Auch das mit der zwangsläufigen Fortschreitung wird als „Fakt“ gesagt. Dabei steht in den meisten Richtlinien (Deutschland, Niederlande, England) drin, dass die Krankheit bei Gewichtszunahme fortschreitet. Es gibt so viele Lipödem-Frauen, die seit ewigen Zeiten schlanke Lipödem-Beine haben. Die haben auch Schmerzen. Das will ich nicht klein reden. Doch die Krankheit schreitet eben nicht fort. Sind sie die Ausnahme? Nein, diese abschreckenden Bilder mit sehr schlimmen Auswucherungen sind die Ausnahme.

Folgeerkrankungen

Auch auf die Folgeerkrankungen wird hingewiesen.

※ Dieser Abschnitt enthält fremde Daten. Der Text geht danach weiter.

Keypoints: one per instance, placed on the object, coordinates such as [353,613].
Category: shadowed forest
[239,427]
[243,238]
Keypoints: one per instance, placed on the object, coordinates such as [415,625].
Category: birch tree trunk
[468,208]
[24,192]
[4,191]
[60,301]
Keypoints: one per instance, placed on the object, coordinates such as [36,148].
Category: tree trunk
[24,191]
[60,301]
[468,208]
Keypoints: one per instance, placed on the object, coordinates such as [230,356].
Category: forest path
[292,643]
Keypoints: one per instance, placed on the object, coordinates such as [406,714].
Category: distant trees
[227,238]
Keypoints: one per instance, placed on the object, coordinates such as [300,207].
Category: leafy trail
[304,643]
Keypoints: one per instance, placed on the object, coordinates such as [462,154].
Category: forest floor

Auf die Depressionen, Fehlstellungen und so weiter. Das ist – laut seriöser Ärzte – Quatsch. Ich habe keinen wissenschaftlichen Beweis dafür gefunden und gehe in meinem Buch auch ausführlich darauf ein.

Jeder geht mit einer Krankheit anders um. Manche werden depressiv aufgrund des Lipödem und mache lieben sich nur noch mehr, aufgrund des Lipödems. Ich lese im Internet, dass es kein Wunder ist, dass man depressiv wäre, weil man ja ein Lipödem habe. Und ich lese, dass es kein Wunder sei, dass man sich mit der Selbstliebe so auseinander gesetzt habe, weil man eben ein Lipödem hätte.

Doch selbst schuld?

Und wenn ich so etwas schreibe, kommt häufig die trotzige Reaktion: „Ach, nun bin ich also doch selbst schuld?“ Erstens spreche ich nicht von Schuld. Und ich rede weder die Krankheit, noch die Schmerzen klein. Und ich behaupte auch nicht, dass jeder die Krankheit ohne Liposuktion loswerden kann.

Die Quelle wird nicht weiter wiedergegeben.